In June, property consultancy Savills issued a report showing that price growth in prime central London slowed to 0.4 per cent in the quarter between March and June this year – perhaps something of a let-down after the impressive five per cent growth in the same period last year. However, closer examination of the figures reveals that prices in Chelsea, Mayfair, Belgravia and Knightsbridge all rose by more than one per cent, while those in Marylebone, Notting Hill, Kensington and Holland Park dragged the overall figure down.
This illustrates the value of investors understanding local drivers – even in a relative micro-market like prime London. For instance, sales of new build property designed for high net worth individuals have been particularly strong, representing 15 per cent of all £5 million+ sales in the last quarter.
“Overseas buyers remained committed to the very best central locations, accounting for 58 per cent of buyers in the first half of 2012,” said Lucian Cook, director of Savills Research. “Here buyers looking for safe haven investments have underpinned demand.”
We examined one of London’s properties that has become so desirable during a period of financial unrest – not only for overseas professionals looking for a London base, but also for investors seeking to convert their capital into high-value bricks and mortar.
The Lawns, South Grove, Highgate N6 6BJ
Situated in the north London suburb of Highgate, The Lawns is a strikingly modern piece of architecture. This glass-fronted property, a distinctive design by Eldridge Smerin, achieved a Royal Institution of British Architects Award in 2001 and was shortlisted for the Stirling prize in the same year.
Designed to maximise natural light amid luxurious surroundings, The Lawns has been described by critics as an “impeccably detailed jewel” and “an exemplar of how the 21st-century house can be incorporated into historic conservation areas”. While undeniably contemporary, the property is built around the core of a 1950s house by Leonard Manasseh, which was in turn constructed on Victorian foundations, resulting in a multi-layered building that emphasises transparency and open space.
The Lawns offers internal accommodation of approximately 5,627 sq ft over four floors, including a master bedroom, five guest bedrooms, a Bulthaup kitchen and four bath and shower rooms.
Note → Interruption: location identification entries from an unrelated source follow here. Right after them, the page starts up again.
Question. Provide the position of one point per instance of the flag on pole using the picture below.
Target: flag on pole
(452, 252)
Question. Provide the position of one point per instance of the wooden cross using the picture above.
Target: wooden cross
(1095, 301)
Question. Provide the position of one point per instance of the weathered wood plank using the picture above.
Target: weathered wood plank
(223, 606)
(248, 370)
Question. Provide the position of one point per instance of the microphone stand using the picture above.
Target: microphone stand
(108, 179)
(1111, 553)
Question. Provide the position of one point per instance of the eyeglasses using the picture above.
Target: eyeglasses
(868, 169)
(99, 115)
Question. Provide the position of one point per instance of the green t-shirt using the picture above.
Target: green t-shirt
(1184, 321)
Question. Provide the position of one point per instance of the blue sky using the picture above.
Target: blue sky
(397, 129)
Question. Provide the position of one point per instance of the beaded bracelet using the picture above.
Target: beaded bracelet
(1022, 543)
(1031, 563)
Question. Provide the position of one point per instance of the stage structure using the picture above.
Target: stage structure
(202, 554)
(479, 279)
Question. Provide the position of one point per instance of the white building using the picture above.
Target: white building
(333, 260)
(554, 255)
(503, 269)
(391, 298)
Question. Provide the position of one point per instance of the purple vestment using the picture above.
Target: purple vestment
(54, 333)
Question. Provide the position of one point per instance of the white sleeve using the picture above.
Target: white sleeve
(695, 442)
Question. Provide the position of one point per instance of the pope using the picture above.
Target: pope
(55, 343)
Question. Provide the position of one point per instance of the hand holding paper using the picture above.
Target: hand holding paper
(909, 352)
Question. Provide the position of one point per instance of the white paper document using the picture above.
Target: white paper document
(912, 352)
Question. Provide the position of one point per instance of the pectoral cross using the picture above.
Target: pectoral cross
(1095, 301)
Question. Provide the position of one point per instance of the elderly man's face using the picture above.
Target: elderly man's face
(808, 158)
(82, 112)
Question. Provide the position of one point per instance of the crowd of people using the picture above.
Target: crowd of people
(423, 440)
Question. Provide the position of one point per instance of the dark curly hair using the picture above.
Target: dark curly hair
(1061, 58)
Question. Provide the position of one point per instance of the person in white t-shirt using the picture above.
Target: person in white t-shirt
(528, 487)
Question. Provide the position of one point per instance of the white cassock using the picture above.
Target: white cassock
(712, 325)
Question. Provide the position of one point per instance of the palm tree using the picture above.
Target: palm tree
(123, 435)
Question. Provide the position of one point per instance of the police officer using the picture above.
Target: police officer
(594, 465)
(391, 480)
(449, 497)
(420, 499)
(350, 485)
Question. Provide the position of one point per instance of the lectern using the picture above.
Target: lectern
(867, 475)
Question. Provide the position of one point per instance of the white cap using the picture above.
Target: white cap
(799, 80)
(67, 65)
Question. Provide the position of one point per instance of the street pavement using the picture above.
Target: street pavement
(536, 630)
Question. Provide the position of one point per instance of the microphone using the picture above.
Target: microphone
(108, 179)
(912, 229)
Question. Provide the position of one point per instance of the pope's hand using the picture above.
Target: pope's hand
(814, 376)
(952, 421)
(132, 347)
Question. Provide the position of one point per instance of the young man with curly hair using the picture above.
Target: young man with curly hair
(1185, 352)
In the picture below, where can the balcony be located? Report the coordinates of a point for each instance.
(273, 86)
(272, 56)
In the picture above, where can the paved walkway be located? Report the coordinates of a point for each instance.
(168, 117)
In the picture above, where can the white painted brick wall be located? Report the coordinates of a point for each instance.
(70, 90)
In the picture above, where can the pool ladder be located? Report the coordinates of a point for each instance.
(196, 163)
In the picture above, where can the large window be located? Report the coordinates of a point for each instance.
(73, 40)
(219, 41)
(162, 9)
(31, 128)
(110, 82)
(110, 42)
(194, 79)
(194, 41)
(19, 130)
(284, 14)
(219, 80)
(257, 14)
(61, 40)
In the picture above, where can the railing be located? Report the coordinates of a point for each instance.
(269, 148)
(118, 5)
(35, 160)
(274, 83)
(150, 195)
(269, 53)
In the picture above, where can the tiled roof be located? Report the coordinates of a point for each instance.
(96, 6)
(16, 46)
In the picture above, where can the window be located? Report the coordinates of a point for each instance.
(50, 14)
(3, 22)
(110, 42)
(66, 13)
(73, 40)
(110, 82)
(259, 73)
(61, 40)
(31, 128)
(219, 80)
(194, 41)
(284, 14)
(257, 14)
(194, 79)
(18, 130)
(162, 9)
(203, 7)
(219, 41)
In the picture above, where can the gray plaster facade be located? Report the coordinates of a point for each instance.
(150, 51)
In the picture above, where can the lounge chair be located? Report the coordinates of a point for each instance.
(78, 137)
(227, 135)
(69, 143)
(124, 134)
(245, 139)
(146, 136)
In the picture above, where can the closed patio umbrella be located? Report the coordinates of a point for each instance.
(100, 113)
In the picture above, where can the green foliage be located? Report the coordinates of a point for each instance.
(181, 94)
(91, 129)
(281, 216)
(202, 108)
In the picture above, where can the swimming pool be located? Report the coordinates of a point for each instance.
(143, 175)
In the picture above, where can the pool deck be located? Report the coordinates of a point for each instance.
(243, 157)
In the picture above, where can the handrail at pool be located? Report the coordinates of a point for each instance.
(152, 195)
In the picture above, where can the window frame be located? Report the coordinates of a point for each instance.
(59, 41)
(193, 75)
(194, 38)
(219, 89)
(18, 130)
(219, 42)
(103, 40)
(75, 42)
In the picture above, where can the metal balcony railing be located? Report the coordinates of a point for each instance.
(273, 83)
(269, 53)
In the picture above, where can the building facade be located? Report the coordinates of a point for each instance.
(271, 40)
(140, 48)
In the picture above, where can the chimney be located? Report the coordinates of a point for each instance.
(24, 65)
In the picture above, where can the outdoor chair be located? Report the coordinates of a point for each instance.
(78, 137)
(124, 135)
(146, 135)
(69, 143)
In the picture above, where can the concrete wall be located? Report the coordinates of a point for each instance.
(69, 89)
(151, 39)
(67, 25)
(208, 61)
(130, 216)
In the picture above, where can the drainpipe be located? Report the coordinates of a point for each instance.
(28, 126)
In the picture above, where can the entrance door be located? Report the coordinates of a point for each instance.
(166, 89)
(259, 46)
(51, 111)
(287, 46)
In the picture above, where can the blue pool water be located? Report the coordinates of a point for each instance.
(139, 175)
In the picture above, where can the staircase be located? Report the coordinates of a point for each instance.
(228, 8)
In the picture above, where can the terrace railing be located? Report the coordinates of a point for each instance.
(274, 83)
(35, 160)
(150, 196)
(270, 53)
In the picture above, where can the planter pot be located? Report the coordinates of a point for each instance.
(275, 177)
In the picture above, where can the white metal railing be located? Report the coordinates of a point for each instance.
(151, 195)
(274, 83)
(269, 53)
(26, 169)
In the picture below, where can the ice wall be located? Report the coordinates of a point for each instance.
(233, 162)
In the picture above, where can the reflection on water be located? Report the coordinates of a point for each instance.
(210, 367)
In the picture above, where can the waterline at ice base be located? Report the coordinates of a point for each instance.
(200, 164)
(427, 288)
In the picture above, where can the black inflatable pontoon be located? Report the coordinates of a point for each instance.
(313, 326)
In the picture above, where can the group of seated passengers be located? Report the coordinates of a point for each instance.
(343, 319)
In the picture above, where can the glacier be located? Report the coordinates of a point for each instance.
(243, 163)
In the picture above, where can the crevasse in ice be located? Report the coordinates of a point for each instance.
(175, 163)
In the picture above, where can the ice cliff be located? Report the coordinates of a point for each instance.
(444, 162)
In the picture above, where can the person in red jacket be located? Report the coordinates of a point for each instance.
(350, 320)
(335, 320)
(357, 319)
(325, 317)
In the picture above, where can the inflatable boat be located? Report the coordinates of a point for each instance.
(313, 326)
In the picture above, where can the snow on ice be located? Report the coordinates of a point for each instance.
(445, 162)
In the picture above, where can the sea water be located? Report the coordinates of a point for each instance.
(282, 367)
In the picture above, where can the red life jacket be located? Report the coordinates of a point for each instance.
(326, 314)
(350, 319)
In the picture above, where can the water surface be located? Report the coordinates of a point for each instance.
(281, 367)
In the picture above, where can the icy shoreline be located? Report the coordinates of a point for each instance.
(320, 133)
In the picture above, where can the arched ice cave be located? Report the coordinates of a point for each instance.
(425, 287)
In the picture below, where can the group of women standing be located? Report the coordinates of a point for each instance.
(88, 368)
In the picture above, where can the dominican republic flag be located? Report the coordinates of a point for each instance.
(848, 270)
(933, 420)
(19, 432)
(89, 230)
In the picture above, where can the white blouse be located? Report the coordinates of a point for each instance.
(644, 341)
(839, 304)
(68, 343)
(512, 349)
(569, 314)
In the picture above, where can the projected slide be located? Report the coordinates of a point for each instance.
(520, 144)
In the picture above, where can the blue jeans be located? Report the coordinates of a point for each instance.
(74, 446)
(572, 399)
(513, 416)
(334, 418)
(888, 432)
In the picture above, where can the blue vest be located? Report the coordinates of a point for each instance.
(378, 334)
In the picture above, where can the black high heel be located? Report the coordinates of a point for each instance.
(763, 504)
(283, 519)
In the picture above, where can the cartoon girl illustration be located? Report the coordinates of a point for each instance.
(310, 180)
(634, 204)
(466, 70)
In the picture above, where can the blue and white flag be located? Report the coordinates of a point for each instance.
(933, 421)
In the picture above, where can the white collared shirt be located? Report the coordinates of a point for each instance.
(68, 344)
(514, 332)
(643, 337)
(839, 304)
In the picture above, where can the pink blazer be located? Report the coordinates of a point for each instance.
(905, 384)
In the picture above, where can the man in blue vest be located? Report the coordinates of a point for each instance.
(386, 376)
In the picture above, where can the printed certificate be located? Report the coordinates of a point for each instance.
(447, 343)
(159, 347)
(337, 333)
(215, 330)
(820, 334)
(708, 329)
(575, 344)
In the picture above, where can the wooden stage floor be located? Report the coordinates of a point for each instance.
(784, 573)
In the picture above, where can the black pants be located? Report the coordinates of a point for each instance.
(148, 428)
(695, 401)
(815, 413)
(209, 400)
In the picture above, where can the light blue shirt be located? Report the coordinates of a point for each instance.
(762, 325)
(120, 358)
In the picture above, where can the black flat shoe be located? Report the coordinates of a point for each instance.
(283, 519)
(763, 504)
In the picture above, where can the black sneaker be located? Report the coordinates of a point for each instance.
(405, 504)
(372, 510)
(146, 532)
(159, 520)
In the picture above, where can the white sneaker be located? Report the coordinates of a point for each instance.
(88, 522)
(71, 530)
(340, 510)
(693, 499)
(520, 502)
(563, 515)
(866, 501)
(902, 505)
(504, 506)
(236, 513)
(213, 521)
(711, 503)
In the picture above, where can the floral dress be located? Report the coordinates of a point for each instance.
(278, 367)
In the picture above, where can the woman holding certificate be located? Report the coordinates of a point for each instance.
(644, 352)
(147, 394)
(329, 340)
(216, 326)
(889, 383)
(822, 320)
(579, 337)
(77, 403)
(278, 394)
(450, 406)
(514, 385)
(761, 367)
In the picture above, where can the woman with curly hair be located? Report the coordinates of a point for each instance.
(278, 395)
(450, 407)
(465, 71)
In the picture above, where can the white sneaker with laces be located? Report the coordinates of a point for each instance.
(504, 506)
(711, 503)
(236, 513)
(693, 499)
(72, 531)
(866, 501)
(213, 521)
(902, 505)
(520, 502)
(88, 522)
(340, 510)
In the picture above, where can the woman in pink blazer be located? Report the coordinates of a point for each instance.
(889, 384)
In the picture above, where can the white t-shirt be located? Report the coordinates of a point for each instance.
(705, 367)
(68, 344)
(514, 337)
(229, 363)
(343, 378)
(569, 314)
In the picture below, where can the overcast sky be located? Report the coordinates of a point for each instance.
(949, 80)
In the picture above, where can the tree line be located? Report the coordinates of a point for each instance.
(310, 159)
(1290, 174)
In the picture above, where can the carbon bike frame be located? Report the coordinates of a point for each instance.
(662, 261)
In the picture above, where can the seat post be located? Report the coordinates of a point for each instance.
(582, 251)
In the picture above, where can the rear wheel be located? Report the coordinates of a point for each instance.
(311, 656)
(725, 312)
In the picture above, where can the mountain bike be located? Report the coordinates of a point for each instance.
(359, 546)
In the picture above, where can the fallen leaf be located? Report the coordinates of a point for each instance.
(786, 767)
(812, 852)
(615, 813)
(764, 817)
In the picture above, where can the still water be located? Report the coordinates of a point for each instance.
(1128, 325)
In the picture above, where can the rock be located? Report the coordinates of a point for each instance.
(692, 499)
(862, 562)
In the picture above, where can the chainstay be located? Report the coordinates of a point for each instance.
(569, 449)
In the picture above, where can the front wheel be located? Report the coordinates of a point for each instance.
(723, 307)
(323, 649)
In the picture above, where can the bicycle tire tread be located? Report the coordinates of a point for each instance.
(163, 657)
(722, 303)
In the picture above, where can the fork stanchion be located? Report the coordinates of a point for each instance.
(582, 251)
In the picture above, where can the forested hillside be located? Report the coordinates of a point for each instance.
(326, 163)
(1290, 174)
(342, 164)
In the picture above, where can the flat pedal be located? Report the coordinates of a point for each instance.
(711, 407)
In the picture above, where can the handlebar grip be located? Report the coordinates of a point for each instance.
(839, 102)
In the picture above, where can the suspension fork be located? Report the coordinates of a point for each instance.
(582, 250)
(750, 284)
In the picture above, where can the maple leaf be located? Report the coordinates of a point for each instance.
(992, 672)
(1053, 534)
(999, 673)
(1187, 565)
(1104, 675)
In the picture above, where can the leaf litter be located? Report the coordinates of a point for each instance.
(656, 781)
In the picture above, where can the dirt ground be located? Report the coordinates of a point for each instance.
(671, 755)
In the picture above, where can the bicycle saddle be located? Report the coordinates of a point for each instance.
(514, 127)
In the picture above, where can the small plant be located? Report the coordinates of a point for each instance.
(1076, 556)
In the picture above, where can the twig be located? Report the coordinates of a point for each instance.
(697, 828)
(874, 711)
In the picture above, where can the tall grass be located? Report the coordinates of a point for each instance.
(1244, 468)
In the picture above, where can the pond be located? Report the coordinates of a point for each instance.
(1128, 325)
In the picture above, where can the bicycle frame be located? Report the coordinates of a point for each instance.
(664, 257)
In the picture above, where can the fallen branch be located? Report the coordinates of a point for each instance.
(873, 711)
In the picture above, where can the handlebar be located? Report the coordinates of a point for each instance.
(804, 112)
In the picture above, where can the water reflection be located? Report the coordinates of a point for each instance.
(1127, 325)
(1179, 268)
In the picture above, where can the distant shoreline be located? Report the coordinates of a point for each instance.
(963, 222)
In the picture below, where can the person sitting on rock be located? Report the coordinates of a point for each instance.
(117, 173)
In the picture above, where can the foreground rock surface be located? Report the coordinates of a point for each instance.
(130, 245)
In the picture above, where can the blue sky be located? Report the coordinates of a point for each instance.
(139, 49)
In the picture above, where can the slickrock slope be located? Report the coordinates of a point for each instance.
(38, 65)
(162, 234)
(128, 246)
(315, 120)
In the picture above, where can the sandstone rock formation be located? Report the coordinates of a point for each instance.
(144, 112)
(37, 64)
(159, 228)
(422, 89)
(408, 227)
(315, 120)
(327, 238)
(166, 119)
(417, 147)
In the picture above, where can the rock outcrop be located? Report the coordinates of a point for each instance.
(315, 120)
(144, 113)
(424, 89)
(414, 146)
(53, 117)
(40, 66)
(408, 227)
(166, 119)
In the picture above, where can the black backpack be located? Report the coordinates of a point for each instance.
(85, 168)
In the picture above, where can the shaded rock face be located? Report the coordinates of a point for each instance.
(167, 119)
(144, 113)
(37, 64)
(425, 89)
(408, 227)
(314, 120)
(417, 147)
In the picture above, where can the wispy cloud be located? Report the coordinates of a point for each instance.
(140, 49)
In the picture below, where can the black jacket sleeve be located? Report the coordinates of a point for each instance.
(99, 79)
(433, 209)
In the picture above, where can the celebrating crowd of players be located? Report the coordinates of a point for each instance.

A stunning open-plan studio, with access to a south-facing terrace, occupies the entire second floor. The finest natural building materials, including York stone and oak, were specified throughout the property.
While The Lawns offers extensive views of the London skyline, its own grounds are no less impressive: a water feature by William Pye adorns the rear garden, which is flanked by two patios. In the front, protection is provided by two sets of electronic gates and a door entry system, while a screen of evergreen oaks and birch offers elegantly natural privacy.
The Lawns is situated at one of the highest points in London and has excellent links to the city’s most beautiful open spaces, being close to Hampstead Heath, Waterlow Park and Highgate Wood. Highgate School, one of London’s leading independent institutions, is a short walk away and shops, restaurants, pubs and the Upstairs at the Gatehouse theatre can all be found in the local area.